Fauzi mengatakan, pihak yang menyatakan itu sebagai kearifan lokal berarti tidak mengerti budaya Bawean. Sebagaimana diketahui, masyarakat Bawean merupakan orang-orang religi yang taat terhadap agama.
"Tok-Tokan Sape itu biasanya diadakan setelah sholat asar, banyak anak yang melihat. Saya yakin mereka akan hilang sholatnya. Makanya acara ini sangat banyak mudharatnya," lapar Tokoh Bawean ini.
Sementara itu, Anggota DPRD Gresik, Arif Rasyid menentang upaya pihak-pihak yang akan menjadikan Tok-Tokan Sape sebagai iKON Bawean. Sebab, acara seperti itu tidak layak dan bertentangan dengan budaya masyarakat Bawean.
"Kami dari Fraksi Demokrat menentang keras Tok-Tokan Sape dijadikan ikon. Itu bukan budaya Bawean," katanya.
Arif menceritakan, sebelum menjadi anggota DPRD Gresik, ia merupakan Kapolsek di beberapa tempat di Bawean. Dilokasi tempatnya bekerja, aktivitas Tok-Tokan Sape selalu dilarang dengan kesepakatan tokoh-tokoh yang ada di Bawean.
"Sewaktu saya menjadi Kapolsek, Tok-Tokan Sape saya larang. Itu bukan budaya, dan masyarakat mendukung saya," akunya.
Untuk itu, pihaknya akan mendukung masyarakat Bawean untuk melarang aktivitas adu sapi. Pasalnya, aktivitas tersebut bertentangan dengan masyarakat asli Bawean.
Berikut Pernyataan Sikap Masyarakat Adat Bawean :
Menyikapi unggahan Dewan Kebudayaan Gresik di laman FB dan IG tentang tok tok sapi yang dikategorikan sebagai tradisi budaya Bawean dan obyek pemajuan kebudayaan asal Bawean, kami MAB menyatakan bahwa unggahan tersebut tidak benar dan merupakan penghinaan yang menyakiti perasaan masyarakat Bawean.

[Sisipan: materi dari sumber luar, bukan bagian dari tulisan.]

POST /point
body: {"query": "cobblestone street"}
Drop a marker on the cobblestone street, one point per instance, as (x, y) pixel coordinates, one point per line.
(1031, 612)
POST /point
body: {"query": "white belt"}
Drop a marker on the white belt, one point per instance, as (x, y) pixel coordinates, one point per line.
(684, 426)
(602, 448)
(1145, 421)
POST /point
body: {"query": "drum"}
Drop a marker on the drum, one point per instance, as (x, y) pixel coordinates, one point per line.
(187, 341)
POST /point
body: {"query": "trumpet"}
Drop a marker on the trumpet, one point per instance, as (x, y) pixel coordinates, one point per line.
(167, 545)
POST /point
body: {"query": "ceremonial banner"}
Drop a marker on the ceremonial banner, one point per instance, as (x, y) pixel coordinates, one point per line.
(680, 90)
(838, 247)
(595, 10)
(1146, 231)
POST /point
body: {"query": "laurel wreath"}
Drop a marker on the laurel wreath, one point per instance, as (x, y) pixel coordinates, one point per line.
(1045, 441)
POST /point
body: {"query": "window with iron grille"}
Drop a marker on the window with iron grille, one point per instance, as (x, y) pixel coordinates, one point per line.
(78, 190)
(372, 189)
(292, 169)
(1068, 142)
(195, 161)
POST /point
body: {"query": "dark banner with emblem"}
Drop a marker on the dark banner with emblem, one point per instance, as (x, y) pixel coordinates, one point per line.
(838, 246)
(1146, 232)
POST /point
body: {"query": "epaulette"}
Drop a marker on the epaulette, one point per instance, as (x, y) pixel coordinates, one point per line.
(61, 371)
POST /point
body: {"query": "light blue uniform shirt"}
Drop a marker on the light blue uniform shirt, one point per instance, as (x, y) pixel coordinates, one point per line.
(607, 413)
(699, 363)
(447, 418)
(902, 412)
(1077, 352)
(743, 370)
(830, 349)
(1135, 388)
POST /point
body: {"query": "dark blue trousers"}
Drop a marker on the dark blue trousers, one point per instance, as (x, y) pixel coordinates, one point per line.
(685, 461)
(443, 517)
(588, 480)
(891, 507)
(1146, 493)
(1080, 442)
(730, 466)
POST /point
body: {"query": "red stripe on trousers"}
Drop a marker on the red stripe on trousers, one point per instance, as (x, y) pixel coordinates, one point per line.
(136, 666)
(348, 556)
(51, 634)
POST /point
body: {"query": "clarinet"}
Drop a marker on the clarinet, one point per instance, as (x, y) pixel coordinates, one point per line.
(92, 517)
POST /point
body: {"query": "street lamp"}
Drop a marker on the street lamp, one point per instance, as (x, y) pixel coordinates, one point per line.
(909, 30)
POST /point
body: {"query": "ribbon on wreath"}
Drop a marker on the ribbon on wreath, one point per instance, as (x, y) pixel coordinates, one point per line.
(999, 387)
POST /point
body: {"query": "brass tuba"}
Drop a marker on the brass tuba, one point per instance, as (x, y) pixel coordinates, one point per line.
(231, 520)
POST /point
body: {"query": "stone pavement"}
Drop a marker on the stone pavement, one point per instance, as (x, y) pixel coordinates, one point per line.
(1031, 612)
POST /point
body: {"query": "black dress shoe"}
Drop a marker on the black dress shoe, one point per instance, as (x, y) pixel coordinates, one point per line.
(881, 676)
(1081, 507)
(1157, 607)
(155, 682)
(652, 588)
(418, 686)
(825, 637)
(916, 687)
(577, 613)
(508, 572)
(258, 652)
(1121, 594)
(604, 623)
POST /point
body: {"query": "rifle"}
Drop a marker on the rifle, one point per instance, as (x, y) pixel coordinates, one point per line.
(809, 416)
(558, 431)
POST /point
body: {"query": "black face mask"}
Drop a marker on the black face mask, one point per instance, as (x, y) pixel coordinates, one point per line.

Masyarakat Bawean Tolak Tok-Tokan Sape Jadi Budaya Lokal. Foto iNewsSurabaya/ist
Masyarakat Bawean selama ini tidak pernah tahu dan merasakan kiprah positif keberadaan Dewan Kebudayaan Gresik bagi budaya etnis Bawean. Unggahan tentang tok tok sapi dewan kebudayaan gresik terasa ibarat gempa budaya Bawean berskala 7,5 SR dengan sunami setinggi 35 M.
Menyikapi hal tersebut Masyarakat Adat Bawean menyatakan:
1. Tok tok sapi bukan tradisi budaya Bawean. Aduan sapi ini baru masuk ke Bawean pada tahun 1990-an di bawa pendatang dari tapal kuda yg menjadi pekerja di Bawean.
2. Meminta dinas pemangku kebudayaan pariwisata untuk tidak memasukkan tok tok sapi sebagai obyek pemajuan kebudayaan asal Bawean sebagaimana keberatan kami yang telah menjadi kesepakatan dalam FGD pembahasan usulan review Pokok Pikiran Kebudayaan Daerah di kantor kecamatan Sangkapura tahun 2022.
3. Meminta pemkab Gresik melalui Bupati Gresik dan DPRD Gresik untuk membuat Perda larangan tok tok sapi.
4. Meminta pihak dewan kebudayaan gresik utk melakukan dialog dengan elemen masyarakat adat Bawean di Bawean terkait unggahan di sosial media tentang tok tok sapi.
Demikian surat pernyataan kami susun berdasar kesadaran budaya Bawean.